What is my intention here?
In regard to your chosen quality, sense in and ask yourself this question.
Since I have been working with the quality of generosity, I will use it as an example for this exploration. I propose that the intention of generosity is to give wholeheartedly. Okay, this sounds good, right? Halfhearted giving sounds pretty lame and worthless. But does ‘wholehearted’ put out the expectation that I should give all of myself away?

When we come up with an intention that can be ambiguous, it’s worth noticing, because it could give insight as to why this quality has not been fully cultivated. And we can see how we might have fears that come up. If I perceive generosity in terms of some finite gift that will run out, that through my giving I will be depleted, and maybe I already feel depleted, then clearly there is a misunderstanding here. And also fear.

What am I afraid of?
You might feel the tension that sets in at the very mention of fear. We are often afraid to look at what we are afraid of! But with loving-kindness and resolve we can look clearly at what’s arising in our experience. Images may also come to mind. The fear may feel like a shield of self-protection, but it’s actually a distorting lens that makes us more vulnerable. The question ‘What am I afraid of?’ might bring up thoughts about potential outcomes. ‘I am afraid of going broke’ might be one answer when exploring the quality of generosity. There might be specific examples in our lives of some generous person we know who lives ‘closer to the edge’ than we would be comfortable doing. I certainly do have such an example in my life. A person who gave of himself quite freely and in turn relied on the generosity of others to see him through difficult times. Standing on the sidelines watching, I feared for him. Of course this experience affected me. It’s not the only influencer of my more cautious approach to generosity, but it is one.

Beyond how being generous might affect our bottom line, there is usually some other justification that has to do with those we might be generous to: ‘They’ll just fritter it away.’ ‘I worked hard for that money.’ Strong opinions and harsh judgments can be very effective in deterring acts of generosity. For myself, I would notice generous impulses, the desire to give, but then the ‘recoil’ opinions and judgments that would talk me out of the impulse, or at least lessen it.

This would work with any quality. Say, the quality of Letting Go. There might be the initial impulse to clean out the closet, but then some fear, some inner opinions, arise to shut down the impulse. But even just noticing the impulse is a big step toward cultivating the quality.

Noticing is vital. You don’t have to ‘do’ anything right away. This is not a makeover where we are looking for instant results. Instead, very gently, kindly and persistently we sense into physical responses, emotional up-welling, images from the past and imagined futures, with all their accompanying stories.

Is this true?
Once we are exploring the realm of stories that come up when we think about our chosen quality, we can listen respectfully, and then ask ‘Is this true?’ This is not to make the story an outright lie or to call ourselves liars. Instead it is a loving process of acknowledging that we are not our stories, that we will not fall apart if our stories don’t hold up to the light of truth.
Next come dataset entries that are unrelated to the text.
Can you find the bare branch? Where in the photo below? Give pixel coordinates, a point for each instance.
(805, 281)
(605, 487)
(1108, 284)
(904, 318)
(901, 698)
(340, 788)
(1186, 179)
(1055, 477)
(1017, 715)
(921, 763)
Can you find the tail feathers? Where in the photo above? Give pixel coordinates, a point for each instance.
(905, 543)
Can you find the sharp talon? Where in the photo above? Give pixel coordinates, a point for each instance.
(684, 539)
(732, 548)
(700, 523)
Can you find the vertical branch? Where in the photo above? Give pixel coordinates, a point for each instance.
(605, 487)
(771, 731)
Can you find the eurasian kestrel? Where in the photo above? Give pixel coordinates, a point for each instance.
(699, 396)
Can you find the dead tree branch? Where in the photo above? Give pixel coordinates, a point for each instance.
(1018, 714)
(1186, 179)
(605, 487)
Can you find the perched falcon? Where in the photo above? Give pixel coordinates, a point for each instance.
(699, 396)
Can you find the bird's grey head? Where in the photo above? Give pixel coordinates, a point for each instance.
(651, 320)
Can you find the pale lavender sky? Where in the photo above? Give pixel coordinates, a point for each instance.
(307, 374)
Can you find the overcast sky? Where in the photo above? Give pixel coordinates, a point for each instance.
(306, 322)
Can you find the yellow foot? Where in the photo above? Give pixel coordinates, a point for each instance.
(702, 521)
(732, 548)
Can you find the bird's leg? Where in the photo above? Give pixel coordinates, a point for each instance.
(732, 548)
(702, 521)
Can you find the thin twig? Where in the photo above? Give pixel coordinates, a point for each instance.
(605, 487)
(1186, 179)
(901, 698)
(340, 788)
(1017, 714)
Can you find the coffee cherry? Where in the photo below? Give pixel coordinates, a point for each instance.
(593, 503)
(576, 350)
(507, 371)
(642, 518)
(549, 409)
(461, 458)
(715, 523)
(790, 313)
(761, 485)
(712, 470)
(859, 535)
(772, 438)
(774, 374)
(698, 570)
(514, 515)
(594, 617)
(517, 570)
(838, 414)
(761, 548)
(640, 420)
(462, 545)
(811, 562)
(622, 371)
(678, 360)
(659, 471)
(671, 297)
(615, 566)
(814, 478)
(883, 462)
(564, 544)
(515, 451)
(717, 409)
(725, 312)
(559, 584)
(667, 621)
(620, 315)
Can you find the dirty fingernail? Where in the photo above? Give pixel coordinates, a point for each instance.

None of our stories are writ in stone. They were all woven on the fly by ourselves and others at vulnerable moments. At first this realization can feel threatening. If we believe our identity is our stories, of course we will hold onto them tightly. But with the practice of meditation over time we soften into a deeper understanding of our nature, and these stories no longer form the fabric of our being. As we are freed from the weight of them, we can feel as if we are standing in sunlight for the first time. We discover that it was fear that wove the stories we’ve clung to all this time. We’ve taken them for granted, and now we see they were not serving us. Discerning the fear allows us to see with greater clarity and compassion.

See if working with these three questions, at times when you feel your mind is quiet and compassionate, helps you to see more clearly what has kept you from cultivating the quality you have chosen.